ENO: The Barber of Seville

London Coliseum, Thursday 5 October 2017

Thirty years old, and it looks as fresh as the first day it was staged, such is the marvel of Jonathan Miller’s The Barber of Seville. Much of this is due to the approach which keeps the work strictly within its historical framework and allows the singers the do what they do best – sing for us.

The evening is certainly not without its genuinely comic moments, but it is the singers, who really understand the characters, being encouraged to explore Rossini’s masterpiece for themselves that carries the evening. Many of them are familiar to us having been in the previous revival in 2015, most notably Morgan Pearse as Figaro. His sense of confidence and the bravura he brings to the music sweep all before him.
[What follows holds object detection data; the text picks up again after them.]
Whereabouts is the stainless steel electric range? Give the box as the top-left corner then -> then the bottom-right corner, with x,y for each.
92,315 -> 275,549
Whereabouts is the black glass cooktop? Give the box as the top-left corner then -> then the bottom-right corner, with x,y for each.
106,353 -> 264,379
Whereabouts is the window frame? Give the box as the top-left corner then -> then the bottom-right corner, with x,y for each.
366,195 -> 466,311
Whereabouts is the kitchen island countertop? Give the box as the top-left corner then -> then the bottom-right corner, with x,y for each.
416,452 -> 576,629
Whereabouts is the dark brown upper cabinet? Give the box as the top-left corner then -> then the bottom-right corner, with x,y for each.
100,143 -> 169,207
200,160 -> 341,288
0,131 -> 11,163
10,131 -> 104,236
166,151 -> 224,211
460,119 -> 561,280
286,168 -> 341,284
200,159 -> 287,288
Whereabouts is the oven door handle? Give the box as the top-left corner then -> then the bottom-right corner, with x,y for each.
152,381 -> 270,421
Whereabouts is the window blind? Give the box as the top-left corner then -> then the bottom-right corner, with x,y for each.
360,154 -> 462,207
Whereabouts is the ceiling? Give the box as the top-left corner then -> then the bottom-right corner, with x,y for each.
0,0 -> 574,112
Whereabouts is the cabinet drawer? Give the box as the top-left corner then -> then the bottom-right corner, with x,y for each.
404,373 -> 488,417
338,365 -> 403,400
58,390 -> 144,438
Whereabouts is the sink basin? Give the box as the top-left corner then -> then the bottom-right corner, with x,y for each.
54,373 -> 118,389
Alan Opie, Miller’s original Figaro thirty years ago, returns as Dr Bartolo, and brings an unexpected depth of character as well as a finely nuanced musical performance.
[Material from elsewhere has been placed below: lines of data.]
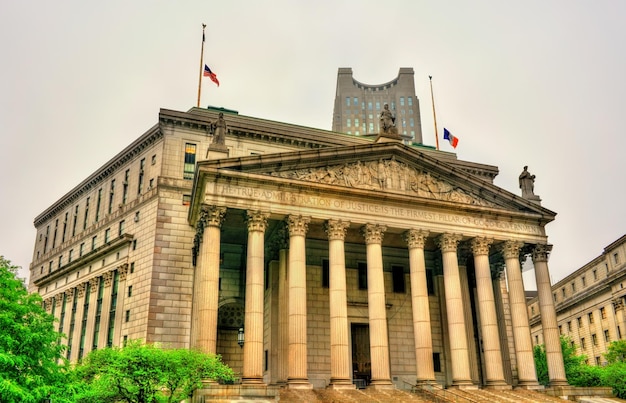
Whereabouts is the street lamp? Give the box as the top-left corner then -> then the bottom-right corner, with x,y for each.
237,327 -> 244,348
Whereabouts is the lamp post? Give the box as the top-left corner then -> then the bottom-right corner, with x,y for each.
237,327 -> 244,348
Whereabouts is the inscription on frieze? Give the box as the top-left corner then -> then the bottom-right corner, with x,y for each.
271,157 -> 495,207
215,184 -> 542,235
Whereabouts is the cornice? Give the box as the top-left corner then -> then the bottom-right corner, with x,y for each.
34,125 -> 163,227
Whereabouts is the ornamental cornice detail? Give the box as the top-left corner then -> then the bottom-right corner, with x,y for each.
270,157 -> 496,207
437,234 -> 462,252
361,224 -> 387,245
470,237 -> 493,256
403,229 -> 428,249
287,215 -> 311,237
324,220 -> 350,241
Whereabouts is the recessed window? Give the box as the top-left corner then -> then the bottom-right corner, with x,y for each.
357,262 -> 367,290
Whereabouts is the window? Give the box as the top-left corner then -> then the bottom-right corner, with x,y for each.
357,262 -> 367,290
96,188 -> 102,222
322,259 -> 330,288
183,143 -> 196,180
426,269 -> 435,295
391,266 -> 406,294
122,169 -> 130,204
108,179 -> 115,214
83,197 -> 89,229
137,158 -> 146,195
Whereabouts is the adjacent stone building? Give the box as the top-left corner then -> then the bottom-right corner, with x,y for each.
29,102 -> 566,388
333,67 -> 422,144
528,235 -> 626,365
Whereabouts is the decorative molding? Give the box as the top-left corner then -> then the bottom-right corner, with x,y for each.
403,229 -> 428,249
270,156 -> 496,207
361,224 -> 387,244
437,234 -> 462,252
324,220 -> 350,241
470,237 -> 493,256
Eleazar Rodriguez returns as Almaviva, more confident now than he seemed two years ago, and the top of the voice in splendid form.

The real newcomer to this production is Sarah Tynan as Rosina, though she is no stranger to ENO. Her sense of humour and the fluid coloratura made for a captivating performance throughout.

In the pit Hilary Griffiths was making his ENO debut, but the sparkle he achieved from the orchestra makes one hope he will return soon.

There must be a limit to how many more times this production will be revived but for the moment it does not seem to be anywhere near the end of its working life.

Merry Opera: Verdi Requiem

St James’s, Piccadilly and touring

It is often said that his Requiem is Verdi’s greatest opera and it certainly isn’t short of musical drama. So it’s an interesting idea for an opera company to “stage” it as opposed to singing it from the front in a choral group. Stage director John Ramster (who also directs the company’s well established staged Messiah) sends his performers all over the church busily acting out their individual dramas and chalking key words such as “light”, “guilt” and “sorry” on boards.

Accompaniment on organ by Richard Leach works pretty well although, of course, one misses the bass drum and the brass in Tuba Mirum.

The cast consists of eleven young opera singers plus bass, Matthew Quirk an ex-businessman who founded and runs Merry Opera Company. Each ensemble member has worked out his or her back story and each is, in some way, coming to terms with the inevitability (or imminence?) of death. Of course the audience isn’t privy to the details of these personal stories and what we see is a great deal of facial horror, awe, despair along with much gesturing, some of it quite neatly choreographed.

Much of this, especially the constant movement of people amongst and around the audience, is off-puttingly distracting, but there are two massive upsides which make this performance a pretty riveting experience.

First every single note sung by anyone is deliberately sung to someone else – another performer, an audience member or some sort of unseen presence. It means that there is far more passion and intensity in the singing than I have ever heard in a conventional concert performance. And it’s very much an ensemble piece because the solos and chorus parts are split among all 12 performers – that’s what you can do (musical director: Mark Austin – who conducts from a side aisle) if you have a complete team of accomplished solo-standard voices.

Second, because the singers are often dotted around the church in various configurations each audience member is inside the sound. When you can hear the tenor line in the Dies Irae being sung only a few feet away from you or the alto part of the silky Lacrymosa from just along the pew you’re sitting in, you hear the music – however well you think you know it – from a completely fresh perspective.

Almost all the singers in this group are good – and it can’t be easy to keep everything together when your amorphous groupings are so disparate. There is especially fine work from Laura Wolk-Lewanowicz who is an absolutely stonking soprano and from Emma Stannard who has a beautifully modulated mezzo voice.

It’s well worth catching:

Sat 7 October, University Church of St Mary, Oxford

Sat 14 October. St John the Baptist, Penshurst, Kent

Thurs 19 October, St James’s Piccadilly

Sat 21 October, St Peter’s, Broadstairs, Kent

Sun 29 October, Our Lady of the Star of the Sea, Lowestoft.